Lavenoke ty itamboavokaha’e, nampivike aze ty tro’e finitake, tsy haharombaha’e aiñe, hanao ty hoe: Tsy vande hao ty an-tañan-kavanako toa?
21 Jakob, denk aan dit alles; Israël, want gij zijt mijn dienaar, Ik heb u geschapen, om Mij te dienen; Israël, vergeet Mij toch niet!
Tiahio o raha zao ry Iakobe, naho ry Israele, amy te mpitoroko; Izaho ty nitsene azo, fetrek’oroko irehe; ry Israele, ehe ko andikofa’o.
22 Als een nevel vaag Ik uw misdaden weg, als een wolk uw zonden; Keer tot Mij terug, want Ik heb u verlost!
Fa finaoko hoe rahoñe milodolodo o fiolà’oo, naho hoe mika-mikopoke o tahi’oo, mibaliha amako fa nijebañeko.
23 Jubelt hemelen, want Jahweh heeft het gedaan; Juicht, gij diepten der aarde; Bergen, schalt uw jubelzang uit, Gij woud met al uw geboomte: Want Jahweh heeft Jakob verlost, En Israël zijn glorie getoond!
Misaboa ry likerañeo, fa nifonira’ Iehovà; mamantsiña, ry goledoñe lalekeo; mipoñafa sabo ry vohitseo, ry ala naho ze hatae ama’e ao; amy te jineba’ Iehovà t’Iakobe, vaho rengè’e t’Israele.
24 Zo spreekt Jahweh, uw Verlosser, Die u vormde van de moederschoot af: Ik ben Jahweh, die alles gemaakt heeft, Die de hemelen spande, Ik alleen; Die de aarde grondde: Wie stond Mij bij?
Hoe t’Iehovà Mpijeba’o, i nitsene azo an-koviñe aoy. Izaho Iehovà Andrianamboatse ze he’e; I mandafike o likerañeoy, Izaho raike; I mamelatse ty tane toiy, Izaho avao.
25 Die de tekens der zieners verijdelt, De voorspellers als zotten laat staan; Die de wijzen doet vluchten, Hun wetenschap tot dwaasheid maakt;
I mampijiañe ty sahà’ i remborakey, naho mahaboseke o mpisikilio; naho mampidisa-voly o mahihitseo, vaho mampigege o hilala’eoy;
26 Maar die het woord van zijn dienaars gestand doet, En de raad van zijn boden volbrengt. Die tot Jerusalem spreekt: Gij moet worden bewoond; Tot de tempel zegt: Gij moet worden gegrond; Tot de steden van Juda: Gij moet worden gebouwd, Ik richt haar puinen weer op.

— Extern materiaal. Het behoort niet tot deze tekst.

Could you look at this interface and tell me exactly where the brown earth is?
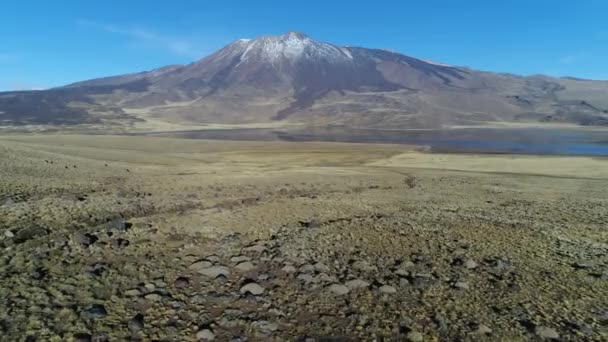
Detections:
[0,135,608,341]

I mañatò ty saontsi’ i mpitoro’ey naho mañeneke ze atoro’ o ira’eoy; ie mitalily am’Ierosalaime ty hoe: Ho fimoneñañe; naho amo rova’ Iehodào: Hamboareñe, vaho hatroako o mangoakoake ama’eo.
27 Die tot de afgrond spreekt: Droog uit, Uw stromen laat Ik verzanden;
Ie manao amy lalekey ty hoe: Maiha, vaho ho maiheko ka o saka’oo;
28 Hij is het, die tot Cyrus spreekt: Mijn vriend, die heel mijn wil zal volbrengen, En tot Jerusalem zal zeggen: Gij moet worden herbouwd; Tot de tempel: Gij moet worden gegrond!
Ie anoe’e ty hoe i Korese: Mpiarak’añondriko re, hanoe’e iaby ze mahafale ty troko; hanoe’e ty hoe t’Ierosalaime: Ho rafeteñe! naho i anjomban’ Añaharey: Haoreñe o mananta’oo.